Since $\displaystyle \displaystyle x_1$ is in the units column, its value is $\displaystyle \displaystyle x_1 = 10^0x_1$.

Since $\displaystyle \displaystyle x_2$ is in the 10s column, its value is $\displaystyle \displaystyle 10x_2 = 10^1x_2$.

Since $\displaystyle \displaystyle x_3$ is in the 100s column, its value is $\displaystyle \displaystyle 100x_3 = 10^2x_3$.

$\displaystyle \displaystyle \vdots$

Continuing in this fashion we find that $\displaystyle \displaystyle x_n$ is in the $\displaystyle \displaystyle 10^{n-1}$s column, so its value is $\displaystyle \displaystyle 10^{n-1}x_n$.

Also note that every power of 10 will have one remainder when divided by 3 (since they can be written as 9 + 1, 99 + 1, 999 + 1, etc.
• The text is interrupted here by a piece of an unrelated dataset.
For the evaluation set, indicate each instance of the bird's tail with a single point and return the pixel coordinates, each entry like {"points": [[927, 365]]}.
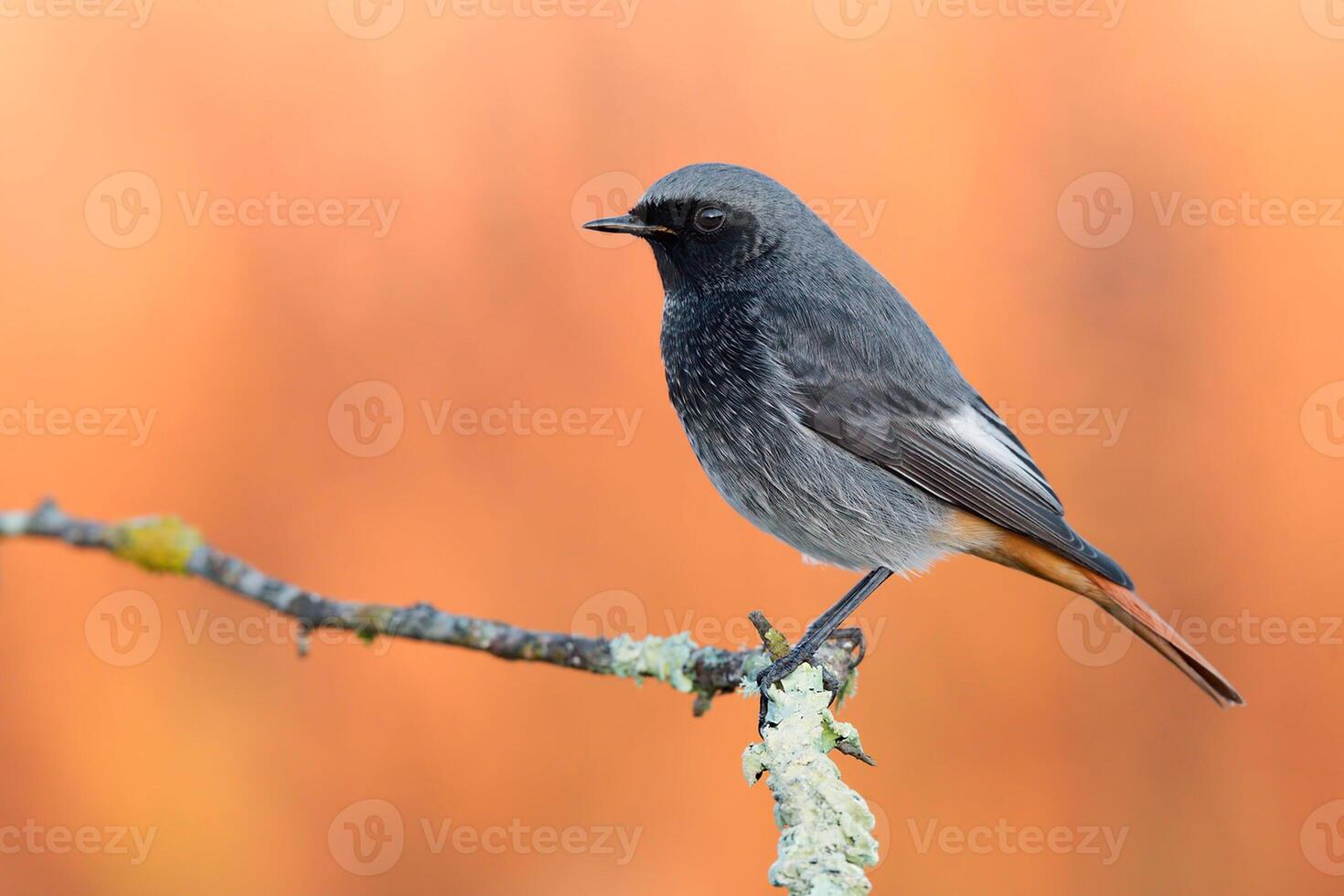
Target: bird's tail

So the value of $\displaystyle \displaystyle x_nx_{n-1}x_{n-2}\dots x_3x_2x_1$ is

$\displaystyle \displaystyle \begin{align*}&\phantom{=}10^{n-1}x_n + 10^{n-2}x_{n-1} + 10^{n-3}x_{n-2} + \dots + 10^2x_3 + 10x_2 + x_1 \\ &= \left(10^{n-1} - 1\right)x_n + \left(10^{n-2}-1\right)x_{n-1} + \left(10^{n-3}-1\right)x_{n-2} + \dots + \left(10^2 - 1\right)x_3 + \left(10^1 - 1\right)x_2 + x_n + x_{n - 1} + x_{n-2} + \dots + x_3 + x_2 + x_1 \end{align*}$

Each of the $\displaystyle \displaystyle 10^k-1$ terms is divisible by 3, so the number will only be divisible by 3 if the sum of the remaining terms is divisible by 3.

So the number $\displaystyle \displaystyle x_nx_{n-1}x_{n-2}\dots x_3x_2x_1$ is divisible by 3 if $\displaystyle \displaystyle x_n + x_{n-1} + x_{n-2} + \dots + x_3 + x_2 + x_1$ is divisible by 3.